Cypher query help: Summary stats for email marketing

Cypher query help: Summary stats for email marketing

= Email Marketing Analytics App

:neo4j-version: 2.3.1
:author: Brock Tibert
:twitter: @brocktibert

== Problem Statement

I want to summarize the email engagement for a particular contact in my database.  The summary stats that I am looking for are:

* The count of emails that have been sent to that contact
* The timestamp for the first email sent, as well as the most recent (last) email  
* If it exists, the timestamp for the first and last open across all emails
* If it exists, the timestamp for the first and last click across all emails
* A count of how many distinct emails were opened  
* A count of how many distinct emails were clicked 

The last two bullets above are giving me some issues.

== Toy Database

//hide
//setup
//output
[source,cypher]
----
MERGE (c1:Contact {id:1})
MERGE (c2:Contact {id:2})
MERGE (c3:Contact {id:3})
MERGE (m1:Email {ts:1})
MERGE (m2:Email {ts:2})
MERGE (m3:Email {ts:3})
MERGE (m4:Email {ts:4})
MERGE (m5:Email {ts:5})
MERGE (m6:Email {ts:6})
MERGE (o1:Open {ts:11})
MERGE (o2:Open {ts:12})
MERGE (o3:Open {ts:13})
MERGE (o4:Open {ts:14})
MERGE (l1:Link {ts:20})
MERGE (l2:Link {ts:21})
MERGE (l3:Link {ts:22})
CREATE (c1)-[:SENT]->(m1)
CREATE (m1)-[:NEXT_EMAIL]->(m2)
CREATE (m2)-[:NEXT_EMAIL]->(m3)
CREATE (c2)-[:SENT]->(m4)
CREATE (m4)-[:NEXT_EMAIL]->(m5)
CREATE (m5)-[:NEXT_EMAIL]->(m6)
CREATE (m1)-[:WAS_OPENED]->(o1)
CREATE (m2)-[:WAS_OPENED]->(o2)
CREATE (m2)-[:WAS_OPENED]->(o3)
CREATE (m5)-[:WAS_OPENED]->(o4)
CREATE (m1)-[:WAS_CLICKED]->(l1)
CREATE (m2)-[:WAS_CLICKED]->(l2)
CREATE (m2)-[:WAS_CLICKED]->(l3);
----

//graph_result

Now that the database is setup, this query __almost__ gets me to the end result.

[source,cypher]
----
MATCH (c:Contact {id:1})-[*]->(e:Email)
OPTIONAL MATCH pl=(e)-[]->(click:Link)
OPTIONAL MATCH po=(e)-[]->(open:Open)
WITH c, 
     e, 
     click, 
     open
RETURN c.id as pidm,
       COUNT(DISTINCT e) as email_count,
       MIN(e.ts) as first_email, 
       MAX(e.ts) as last_email, 
       MIN(click.ts) as first_click,
       MAX(click.ts) as last_click,
       MIN(open.ts) as first_open,
       MAX(open.ts) as last_open,
       SUM(CASE WHEN EXISTS((e)-[]->(click:Link)) THEN 1 ELSE 0 END) as click_ind,
       SUM(CASE WHEN EXISTS((e)-[]->(open:Open)) THEN 1 ELSE 0 END) as open_ind;
----

//table

Because an individual email can be opened and clicked on multiple times, I just want to identify if it was ever clicked, or ever opened.  These stats allow me to get estimate email engagement; simply, the percentage of emails that were opened and clicked.  

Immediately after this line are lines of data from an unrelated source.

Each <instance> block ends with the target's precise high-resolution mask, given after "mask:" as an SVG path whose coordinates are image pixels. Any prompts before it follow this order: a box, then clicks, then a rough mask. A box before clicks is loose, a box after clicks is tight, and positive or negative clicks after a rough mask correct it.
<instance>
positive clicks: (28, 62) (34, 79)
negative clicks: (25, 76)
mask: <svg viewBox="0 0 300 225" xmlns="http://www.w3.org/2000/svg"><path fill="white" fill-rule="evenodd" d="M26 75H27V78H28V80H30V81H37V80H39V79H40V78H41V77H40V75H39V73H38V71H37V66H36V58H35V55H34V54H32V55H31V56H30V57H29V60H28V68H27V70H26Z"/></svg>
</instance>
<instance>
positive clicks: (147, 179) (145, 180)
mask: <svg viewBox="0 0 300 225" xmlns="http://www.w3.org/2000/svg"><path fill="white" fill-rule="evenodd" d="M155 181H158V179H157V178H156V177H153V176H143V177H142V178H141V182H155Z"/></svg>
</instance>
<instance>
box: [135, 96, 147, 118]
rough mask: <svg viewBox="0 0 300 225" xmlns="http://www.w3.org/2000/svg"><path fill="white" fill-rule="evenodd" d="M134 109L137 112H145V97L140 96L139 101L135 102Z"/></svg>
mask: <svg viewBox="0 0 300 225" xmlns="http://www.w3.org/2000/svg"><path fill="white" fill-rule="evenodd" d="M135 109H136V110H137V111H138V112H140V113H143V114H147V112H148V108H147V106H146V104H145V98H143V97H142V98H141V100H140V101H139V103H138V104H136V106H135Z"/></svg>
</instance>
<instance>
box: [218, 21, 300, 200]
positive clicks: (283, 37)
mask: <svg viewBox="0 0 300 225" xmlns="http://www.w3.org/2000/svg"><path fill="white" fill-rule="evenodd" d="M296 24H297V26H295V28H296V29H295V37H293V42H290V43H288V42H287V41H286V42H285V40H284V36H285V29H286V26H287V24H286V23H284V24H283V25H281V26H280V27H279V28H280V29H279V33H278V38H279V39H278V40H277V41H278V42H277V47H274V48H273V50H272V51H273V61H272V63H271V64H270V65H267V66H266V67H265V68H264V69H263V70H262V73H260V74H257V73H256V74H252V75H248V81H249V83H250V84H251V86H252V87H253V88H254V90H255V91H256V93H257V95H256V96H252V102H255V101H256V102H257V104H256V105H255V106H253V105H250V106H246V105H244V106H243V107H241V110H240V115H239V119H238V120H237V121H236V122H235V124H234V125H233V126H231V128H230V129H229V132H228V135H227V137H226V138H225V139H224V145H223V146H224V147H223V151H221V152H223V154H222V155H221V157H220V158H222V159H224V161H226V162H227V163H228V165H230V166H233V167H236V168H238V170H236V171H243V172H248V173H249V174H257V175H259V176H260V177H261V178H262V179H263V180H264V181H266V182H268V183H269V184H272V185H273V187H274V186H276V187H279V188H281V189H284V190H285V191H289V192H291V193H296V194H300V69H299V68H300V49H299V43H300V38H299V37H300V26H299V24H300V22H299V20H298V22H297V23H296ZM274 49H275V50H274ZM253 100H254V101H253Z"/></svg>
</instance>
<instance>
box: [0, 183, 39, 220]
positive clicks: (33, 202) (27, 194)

_In the table above, given the toy dataset, `open_ind` and `click_ind` should each return the value of 2_

Moving beyond this, I will modify this query to look at the last `N` emails, which clearly is Neo4j's wheelhouse and why it's a great tool for these sort of analytical projects.

Any help will be greatly appreciated.